Zell-Ravenheart brushes off the criticism. “I feel we have always drawn from story to enhance our lives,” he said. “We are story. Man’s first magick was fire, but his second magick was story. There’s no difference in drawing from a contemporary, powerful mythos than from Greek myths and legends.

“When you draw from the past, you’re stuck with the myths as they are,” he said. “Fantasy and science fiction are the mythos of the future. Pop cultural mythos are strong mythos to hold on to, so why not explain magick in terms of the Force?”

As for the issue of appropriating culture, Zell-Ravenheart said, “That has not been a problem for us, perhaps because I’ve gotten to know the people involved in these traditions rather than just picking them up.

“Hindus and Buddhists think it’s delightful when other people burn incense to the Buddha or pray to Lakhshmi,” he said, adding that, for him, it’s about drawing inspiration from the rituals, rather than mimicking them. It’s a problem, he added, “when New Age entrepreneurs go out and set up a weekend sweat lodge with no training and then give you a certificate saying you’re a pipe-carrying expert in a Native American tradition at the end.”

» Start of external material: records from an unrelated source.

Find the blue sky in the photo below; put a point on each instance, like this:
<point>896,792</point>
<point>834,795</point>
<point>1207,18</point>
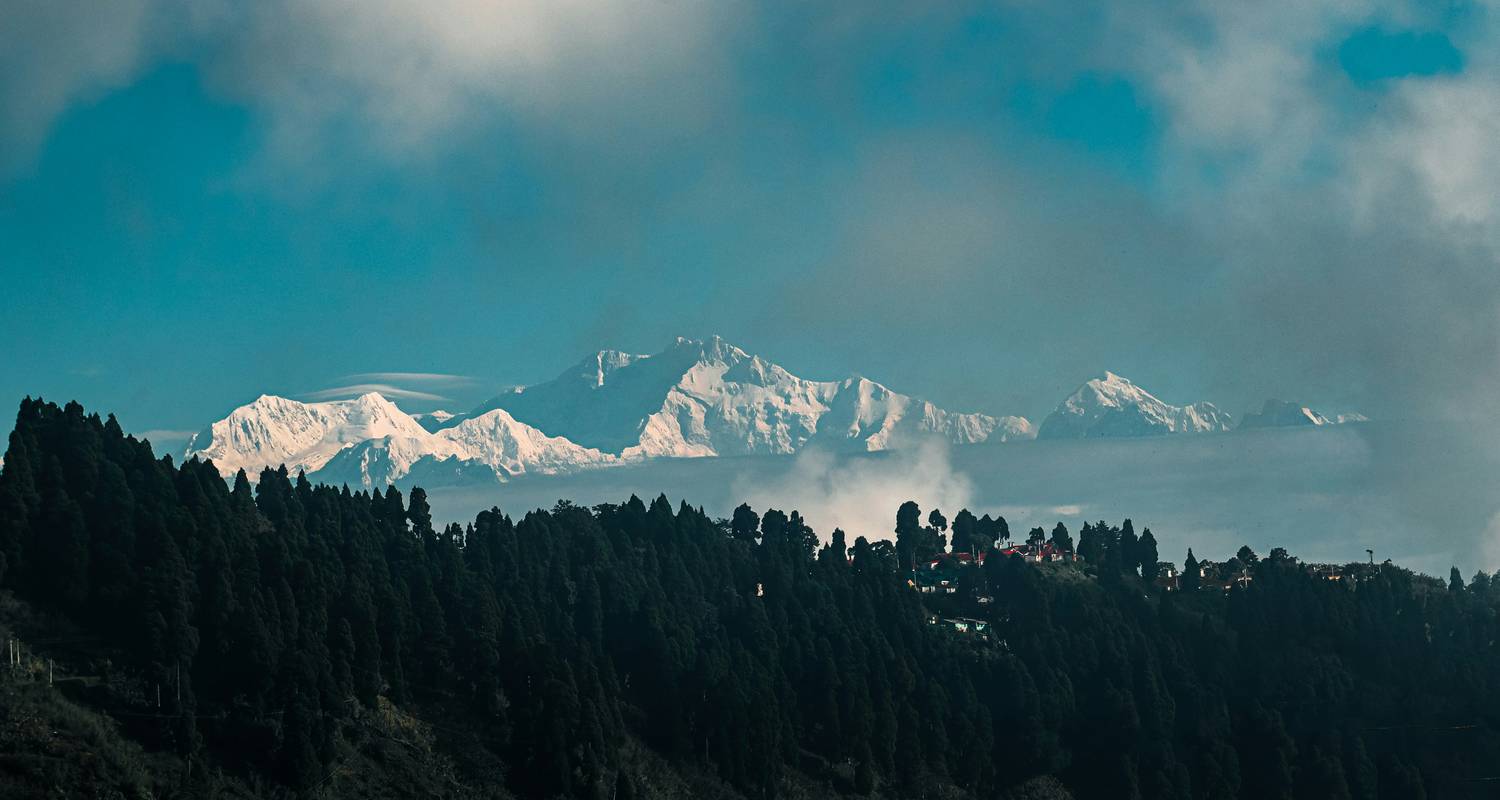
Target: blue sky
<point>984,204</point>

At 71, Zell-Ravenheart is now thinking about who will take over the school, “should I get abducted by a UFO tomorrow.” Whoever takes over, he said, will likely maintain the school’s traditions, including the wearing of robes and gowns and amulets. “All things have some kind of uniform,” he said. “Whether firemen or the Pope or Buddhist monks. Performance deepens the connection and authenticity of a thing sometimes. And without pointy hats, we’re just old men with beards.”